Si tant est que de telles séries aient existé quelques années auparavant, la mission aurait été probablement bien difficile, voire impossible. Une vingtaine, pas plus. Car comment avoir accès à l’information ? Qui chante ? Quelle chanson ? Et comment trouver le disque ? Une très longue quête aurait dû être engagée. Elle aurait impliqué l’exploration toujours fastidieuse des marchés aux puces et autres brocantes. En mettant les mains dans des piles de disques vinyles aux pochettes bien crasseuses et microsillons sans doute bien rayés, le miracle aurait alors été de tomber sur la bonne cire. Mais Dieu soit loué ! L’époque a changé.

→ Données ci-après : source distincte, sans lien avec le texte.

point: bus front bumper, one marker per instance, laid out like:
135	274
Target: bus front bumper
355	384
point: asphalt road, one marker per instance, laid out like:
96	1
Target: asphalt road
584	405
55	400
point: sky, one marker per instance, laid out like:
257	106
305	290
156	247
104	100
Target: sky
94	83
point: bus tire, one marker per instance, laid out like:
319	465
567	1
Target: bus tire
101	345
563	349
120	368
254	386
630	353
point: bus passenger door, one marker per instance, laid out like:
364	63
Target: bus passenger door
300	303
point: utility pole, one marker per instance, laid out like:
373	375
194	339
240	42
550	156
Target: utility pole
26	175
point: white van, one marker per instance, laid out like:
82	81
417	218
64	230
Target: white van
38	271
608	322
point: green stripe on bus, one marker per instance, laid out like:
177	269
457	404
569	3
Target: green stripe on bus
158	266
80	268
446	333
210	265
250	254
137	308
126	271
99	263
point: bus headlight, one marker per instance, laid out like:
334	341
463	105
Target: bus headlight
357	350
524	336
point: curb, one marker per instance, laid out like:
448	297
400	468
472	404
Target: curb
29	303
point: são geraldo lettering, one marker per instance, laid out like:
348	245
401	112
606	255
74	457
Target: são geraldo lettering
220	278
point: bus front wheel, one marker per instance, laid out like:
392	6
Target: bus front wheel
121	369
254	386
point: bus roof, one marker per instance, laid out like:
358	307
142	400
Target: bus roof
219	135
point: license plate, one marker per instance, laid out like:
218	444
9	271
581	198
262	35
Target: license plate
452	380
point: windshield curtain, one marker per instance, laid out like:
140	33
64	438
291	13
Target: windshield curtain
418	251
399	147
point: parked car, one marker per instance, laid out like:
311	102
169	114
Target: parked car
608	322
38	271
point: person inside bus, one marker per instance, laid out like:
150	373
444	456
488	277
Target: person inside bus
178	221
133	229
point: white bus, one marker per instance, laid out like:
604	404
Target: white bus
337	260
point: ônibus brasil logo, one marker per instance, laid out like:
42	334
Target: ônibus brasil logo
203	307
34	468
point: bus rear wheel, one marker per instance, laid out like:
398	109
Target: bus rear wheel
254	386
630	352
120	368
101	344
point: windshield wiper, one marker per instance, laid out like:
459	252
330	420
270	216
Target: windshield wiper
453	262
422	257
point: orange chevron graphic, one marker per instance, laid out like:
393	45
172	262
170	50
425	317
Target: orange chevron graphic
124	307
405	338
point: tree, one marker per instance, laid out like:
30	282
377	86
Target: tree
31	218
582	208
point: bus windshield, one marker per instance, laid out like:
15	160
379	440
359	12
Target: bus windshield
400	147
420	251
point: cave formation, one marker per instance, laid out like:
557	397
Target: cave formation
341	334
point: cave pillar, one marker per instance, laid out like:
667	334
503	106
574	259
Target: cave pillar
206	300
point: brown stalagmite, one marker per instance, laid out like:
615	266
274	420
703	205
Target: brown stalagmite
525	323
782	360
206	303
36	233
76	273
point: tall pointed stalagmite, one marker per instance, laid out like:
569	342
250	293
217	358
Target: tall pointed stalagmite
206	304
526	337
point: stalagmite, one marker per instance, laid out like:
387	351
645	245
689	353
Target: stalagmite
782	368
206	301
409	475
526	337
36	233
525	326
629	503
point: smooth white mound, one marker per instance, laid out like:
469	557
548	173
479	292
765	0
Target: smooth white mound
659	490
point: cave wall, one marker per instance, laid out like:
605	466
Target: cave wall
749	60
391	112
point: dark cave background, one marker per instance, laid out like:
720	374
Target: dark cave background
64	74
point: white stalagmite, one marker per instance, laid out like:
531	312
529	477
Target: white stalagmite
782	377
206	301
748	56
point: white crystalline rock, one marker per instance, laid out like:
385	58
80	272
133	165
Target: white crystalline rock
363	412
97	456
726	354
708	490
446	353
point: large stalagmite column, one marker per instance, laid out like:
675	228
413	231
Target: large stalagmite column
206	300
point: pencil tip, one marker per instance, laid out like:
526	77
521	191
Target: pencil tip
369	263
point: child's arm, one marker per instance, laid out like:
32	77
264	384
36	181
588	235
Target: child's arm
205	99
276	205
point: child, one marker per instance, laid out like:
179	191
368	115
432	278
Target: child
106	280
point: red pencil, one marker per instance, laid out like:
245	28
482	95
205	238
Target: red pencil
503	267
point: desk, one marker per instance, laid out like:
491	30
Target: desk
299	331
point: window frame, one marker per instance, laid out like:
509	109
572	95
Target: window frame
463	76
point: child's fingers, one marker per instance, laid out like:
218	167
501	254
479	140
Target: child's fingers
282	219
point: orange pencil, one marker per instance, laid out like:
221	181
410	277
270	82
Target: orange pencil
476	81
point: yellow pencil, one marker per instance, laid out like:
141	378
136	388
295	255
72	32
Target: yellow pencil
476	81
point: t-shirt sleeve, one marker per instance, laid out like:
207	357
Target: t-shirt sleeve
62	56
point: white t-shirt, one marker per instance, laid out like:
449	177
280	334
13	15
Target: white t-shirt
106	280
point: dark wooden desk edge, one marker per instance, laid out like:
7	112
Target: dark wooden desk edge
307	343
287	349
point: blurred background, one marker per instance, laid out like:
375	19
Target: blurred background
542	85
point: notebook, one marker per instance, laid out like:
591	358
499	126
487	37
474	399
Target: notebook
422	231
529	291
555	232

En tapant quelques mots sur Google, « Il miracolo musique » par exemple, toutes les informations, accompagnées de leurs commentaires, apparaissent en moins de temps qu’il ne faut pour le dire (soit « environ » 264 000 résultats en 0,5 seconde). Le voile se lève donc sur Il mondo, titre de la chanson. Puis l’interprète prend un nom en même temps que s’en affiche le visage. Voici Jimmy Fontana. Mieux encore : s’il est facile d’en trouver les paroles italiennes, il est aussi simple d’avoir accès à leur traduction française par le même Google, le cas échéant avec ses maladresses et autres lourdeurs. Banale chanson d’amour un peu languissante, un peu pleurnicharde – en gros la Terre tourne malgré les amours finissantes –, le texte ne semble pas en rapport (direct) avec l’histoire de la série… À passer trop vite, on pourrait seulement être induit en erreur par l’information donnée : la chanson serait ainsi sortie en 2001. C’est que, en fouillant un peu la question, il apparaît que le titre date de 1965, ce qui convient bien à l’impression d’ensemble qui s’en dégage. Logiquement, on peut alors s’intéresser au chanteur. Éphémère crooner italien des années 1960, Enrico Sbriccoli de son état civil est né en 1934, mort en 2013 [1]. Dès lors, l’affaire devient un jeu d’enfant. Et YouTube se fera une joie de réaliser le rêve : écouter la chanson ad libitum.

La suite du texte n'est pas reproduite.